Namun, perhatian lebih serius setidaknya perlu ditujukan untuk mencermati neraca perdagangan Indonesia pada April 2019 yang mengalami defisit 2,50 miliar Dollar AS yang terparah sejak Indonesia merdeka.
Dikutip dari rilis pers Bank Indonesia, Defisit tersebut dipengaruhi oleh peningkatan impor migas dari 1,52 miliar dolar AS pada Maret 2019 menjadi 2,24 miliar dolar AS pada April 2019. Peningkatan terjadi pada seluruh komponen, yakni hasil minyak, minyak mentah, dan gas, seiring dengan peningkatan baik harga impor maupun volume impor minyak dan gas.

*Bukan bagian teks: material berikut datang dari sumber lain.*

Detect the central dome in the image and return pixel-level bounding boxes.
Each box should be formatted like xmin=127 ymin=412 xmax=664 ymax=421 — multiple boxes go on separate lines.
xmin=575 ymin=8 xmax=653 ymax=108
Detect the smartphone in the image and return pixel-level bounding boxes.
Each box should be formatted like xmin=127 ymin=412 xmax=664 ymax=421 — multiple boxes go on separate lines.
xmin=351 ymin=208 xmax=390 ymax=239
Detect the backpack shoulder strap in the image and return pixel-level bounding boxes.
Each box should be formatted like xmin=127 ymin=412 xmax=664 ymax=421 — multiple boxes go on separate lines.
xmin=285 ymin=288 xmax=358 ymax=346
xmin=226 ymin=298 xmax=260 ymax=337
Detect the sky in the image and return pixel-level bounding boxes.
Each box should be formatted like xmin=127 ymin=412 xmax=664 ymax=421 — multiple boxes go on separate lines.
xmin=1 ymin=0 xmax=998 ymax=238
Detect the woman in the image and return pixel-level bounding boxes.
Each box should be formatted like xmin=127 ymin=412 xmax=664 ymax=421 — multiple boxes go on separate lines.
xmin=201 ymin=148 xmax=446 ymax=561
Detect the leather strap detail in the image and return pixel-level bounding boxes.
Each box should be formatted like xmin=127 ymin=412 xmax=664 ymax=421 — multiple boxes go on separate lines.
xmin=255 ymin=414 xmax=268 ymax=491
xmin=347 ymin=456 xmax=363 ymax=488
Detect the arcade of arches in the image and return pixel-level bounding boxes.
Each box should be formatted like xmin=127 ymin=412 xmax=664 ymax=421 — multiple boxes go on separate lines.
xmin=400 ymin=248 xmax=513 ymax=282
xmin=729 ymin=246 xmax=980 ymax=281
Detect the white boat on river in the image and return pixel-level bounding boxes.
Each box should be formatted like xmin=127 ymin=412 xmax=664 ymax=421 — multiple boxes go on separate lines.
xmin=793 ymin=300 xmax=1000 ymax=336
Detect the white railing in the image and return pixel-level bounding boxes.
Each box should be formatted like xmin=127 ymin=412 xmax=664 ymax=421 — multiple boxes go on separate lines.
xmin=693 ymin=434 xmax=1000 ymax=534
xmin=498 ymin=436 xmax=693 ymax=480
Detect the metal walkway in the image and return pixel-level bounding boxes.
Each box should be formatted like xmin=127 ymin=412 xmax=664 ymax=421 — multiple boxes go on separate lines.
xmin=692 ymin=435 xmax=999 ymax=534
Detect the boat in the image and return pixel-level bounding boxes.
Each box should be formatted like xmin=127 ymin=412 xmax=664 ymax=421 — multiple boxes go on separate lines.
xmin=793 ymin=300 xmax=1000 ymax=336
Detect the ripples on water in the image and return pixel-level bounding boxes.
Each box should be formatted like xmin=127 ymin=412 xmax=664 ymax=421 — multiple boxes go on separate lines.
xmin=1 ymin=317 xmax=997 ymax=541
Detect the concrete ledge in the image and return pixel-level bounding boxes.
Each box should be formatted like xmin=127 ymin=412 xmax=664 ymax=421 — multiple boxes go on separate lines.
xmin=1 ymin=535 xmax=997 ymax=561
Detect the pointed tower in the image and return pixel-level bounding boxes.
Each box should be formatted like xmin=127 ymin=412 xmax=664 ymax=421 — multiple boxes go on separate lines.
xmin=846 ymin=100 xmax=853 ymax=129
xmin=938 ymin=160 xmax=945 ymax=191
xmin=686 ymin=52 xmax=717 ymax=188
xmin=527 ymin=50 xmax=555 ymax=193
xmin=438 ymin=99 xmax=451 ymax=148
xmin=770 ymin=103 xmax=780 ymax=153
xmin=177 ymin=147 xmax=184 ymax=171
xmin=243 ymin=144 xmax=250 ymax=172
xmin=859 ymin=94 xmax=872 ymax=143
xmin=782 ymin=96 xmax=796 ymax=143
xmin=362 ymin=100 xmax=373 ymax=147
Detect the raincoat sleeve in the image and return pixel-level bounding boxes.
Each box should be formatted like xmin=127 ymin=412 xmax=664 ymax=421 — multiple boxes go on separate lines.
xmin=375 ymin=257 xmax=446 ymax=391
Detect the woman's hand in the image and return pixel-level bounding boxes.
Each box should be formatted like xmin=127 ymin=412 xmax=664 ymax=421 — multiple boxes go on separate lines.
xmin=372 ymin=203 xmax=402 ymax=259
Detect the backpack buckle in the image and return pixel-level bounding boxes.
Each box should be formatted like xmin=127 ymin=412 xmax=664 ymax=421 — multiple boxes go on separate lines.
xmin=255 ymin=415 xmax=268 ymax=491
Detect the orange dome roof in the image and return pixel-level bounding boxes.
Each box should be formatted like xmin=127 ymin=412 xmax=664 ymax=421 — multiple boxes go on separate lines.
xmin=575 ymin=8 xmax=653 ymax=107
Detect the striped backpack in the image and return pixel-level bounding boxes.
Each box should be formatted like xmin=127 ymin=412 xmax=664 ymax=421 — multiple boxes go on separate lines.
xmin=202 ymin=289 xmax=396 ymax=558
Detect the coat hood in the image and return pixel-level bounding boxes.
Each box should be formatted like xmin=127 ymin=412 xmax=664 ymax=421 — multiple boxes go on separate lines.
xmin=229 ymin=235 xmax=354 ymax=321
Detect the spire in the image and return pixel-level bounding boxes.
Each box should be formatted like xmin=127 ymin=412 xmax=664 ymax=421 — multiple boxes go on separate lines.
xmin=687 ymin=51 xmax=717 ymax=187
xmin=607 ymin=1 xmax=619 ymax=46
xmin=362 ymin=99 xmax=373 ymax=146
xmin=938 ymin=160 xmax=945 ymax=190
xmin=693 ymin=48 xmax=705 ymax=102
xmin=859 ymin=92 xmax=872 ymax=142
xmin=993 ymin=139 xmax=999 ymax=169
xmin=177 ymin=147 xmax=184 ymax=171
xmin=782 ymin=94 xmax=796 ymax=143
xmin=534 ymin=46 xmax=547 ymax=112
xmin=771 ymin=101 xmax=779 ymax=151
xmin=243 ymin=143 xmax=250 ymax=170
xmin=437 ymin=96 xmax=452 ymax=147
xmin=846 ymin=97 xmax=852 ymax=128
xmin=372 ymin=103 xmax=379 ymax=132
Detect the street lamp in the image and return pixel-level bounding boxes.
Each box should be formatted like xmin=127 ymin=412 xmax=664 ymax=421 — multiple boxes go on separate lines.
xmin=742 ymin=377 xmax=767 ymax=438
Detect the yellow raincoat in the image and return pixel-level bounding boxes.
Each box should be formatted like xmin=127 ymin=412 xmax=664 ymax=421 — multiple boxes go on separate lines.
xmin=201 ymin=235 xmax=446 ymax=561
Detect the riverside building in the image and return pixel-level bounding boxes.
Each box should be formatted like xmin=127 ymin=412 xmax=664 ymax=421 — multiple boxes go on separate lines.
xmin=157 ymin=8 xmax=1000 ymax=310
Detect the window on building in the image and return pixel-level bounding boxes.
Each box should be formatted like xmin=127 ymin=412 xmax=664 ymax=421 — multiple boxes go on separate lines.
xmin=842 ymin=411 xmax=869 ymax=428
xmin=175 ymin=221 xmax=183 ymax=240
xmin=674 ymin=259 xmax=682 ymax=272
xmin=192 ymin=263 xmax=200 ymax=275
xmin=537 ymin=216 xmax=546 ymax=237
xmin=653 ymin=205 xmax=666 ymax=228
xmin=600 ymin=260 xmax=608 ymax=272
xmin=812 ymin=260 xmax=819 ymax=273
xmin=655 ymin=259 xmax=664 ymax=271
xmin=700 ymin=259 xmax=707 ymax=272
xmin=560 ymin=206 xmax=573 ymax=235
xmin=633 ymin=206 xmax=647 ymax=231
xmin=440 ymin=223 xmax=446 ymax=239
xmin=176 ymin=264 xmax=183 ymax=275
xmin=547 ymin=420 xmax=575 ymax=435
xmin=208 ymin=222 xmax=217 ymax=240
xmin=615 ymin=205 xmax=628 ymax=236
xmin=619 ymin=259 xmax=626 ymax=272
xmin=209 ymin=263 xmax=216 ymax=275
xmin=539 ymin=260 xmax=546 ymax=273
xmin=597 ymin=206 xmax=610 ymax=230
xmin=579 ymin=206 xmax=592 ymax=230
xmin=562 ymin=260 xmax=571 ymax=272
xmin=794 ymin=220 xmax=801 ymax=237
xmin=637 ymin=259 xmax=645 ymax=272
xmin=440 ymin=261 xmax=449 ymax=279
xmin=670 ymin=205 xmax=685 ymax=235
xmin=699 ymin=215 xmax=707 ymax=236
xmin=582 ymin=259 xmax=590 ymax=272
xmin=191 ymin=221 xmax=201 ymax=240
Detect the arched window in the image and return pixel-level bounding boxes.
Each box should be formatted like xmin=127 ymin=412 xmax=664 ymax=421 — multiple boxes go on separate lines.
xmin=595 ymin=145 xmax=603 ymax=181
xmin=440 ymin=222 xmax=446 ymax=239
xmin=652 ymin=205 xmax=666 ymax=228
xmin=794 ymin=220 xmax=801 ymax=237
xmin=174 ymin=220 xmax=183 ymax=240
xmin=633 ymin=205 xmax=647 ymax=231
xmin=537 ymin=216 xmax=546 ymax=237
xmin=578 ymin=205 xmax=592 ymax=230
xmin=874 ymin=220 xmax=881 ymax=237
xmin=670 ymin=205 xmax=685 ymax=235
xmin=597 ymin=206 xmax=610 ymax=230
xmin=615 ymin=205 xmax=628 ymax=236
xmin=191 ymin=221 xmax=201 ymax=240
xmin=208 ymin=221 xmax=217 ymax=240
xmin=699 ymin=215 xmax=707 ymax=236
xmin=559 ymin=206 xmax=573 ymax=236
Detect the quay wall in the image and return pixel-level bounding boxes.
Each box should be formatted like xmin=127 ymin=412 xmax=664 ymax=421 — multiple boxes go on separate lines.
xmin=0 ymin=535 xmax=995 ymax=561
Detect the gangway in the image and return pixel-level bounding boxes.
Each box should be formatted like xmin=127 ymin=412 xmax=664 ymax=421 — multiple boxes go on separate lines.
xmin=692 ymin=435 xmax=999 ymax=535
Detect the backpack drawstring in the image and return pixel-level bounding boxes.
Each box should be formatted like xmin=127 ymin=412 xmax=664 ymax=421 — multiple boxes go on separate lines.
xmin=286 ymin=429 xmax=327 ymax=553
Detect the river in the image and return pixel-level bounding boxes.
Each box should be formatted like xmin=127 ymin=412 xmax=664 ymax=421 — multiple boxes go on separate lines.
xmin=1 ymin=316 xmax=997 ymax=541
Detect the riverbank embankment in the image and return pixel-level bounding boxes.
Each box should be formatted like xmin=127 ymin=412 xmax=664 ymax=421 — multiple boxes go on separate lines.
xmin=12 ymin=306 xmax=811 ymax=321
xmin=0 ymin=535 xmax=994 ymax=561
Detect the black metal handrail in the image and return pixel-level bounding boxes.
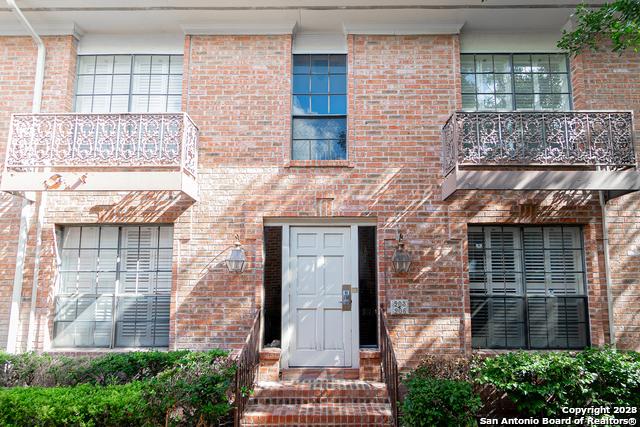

Sementara itu, ekspor migas tercatat menurun dari 1,14 miliar dolar AS pada Maret 2019 menjadi 0,74 miliar dolar AS pada April 2019. Penurunan ekspor migas terutama terjadi pada komponen hasil minyak dan gas, sejalan dengan menurunnya volume ekspor kedua komponen tersebut.
Sejauh ini, Jokowi menanggapi persoalan defisit neraca perdagangan dengan penguatan hilirisasi, termasuk penguatan produksi barang substitusi impor seperti avtur yang dikatakan Jokowi tidak perlu lagi dilakukan pada bulan depan.
Menarik untuk menanti langkah strategis dari Jokowi di periode keduanya sebab ia saat ini tidak lagi berada di level penyebab atau efek tetapi boleh dikatakan ‘harus’ menjadi sumber referensial kebijakan ekonomi Indonesia.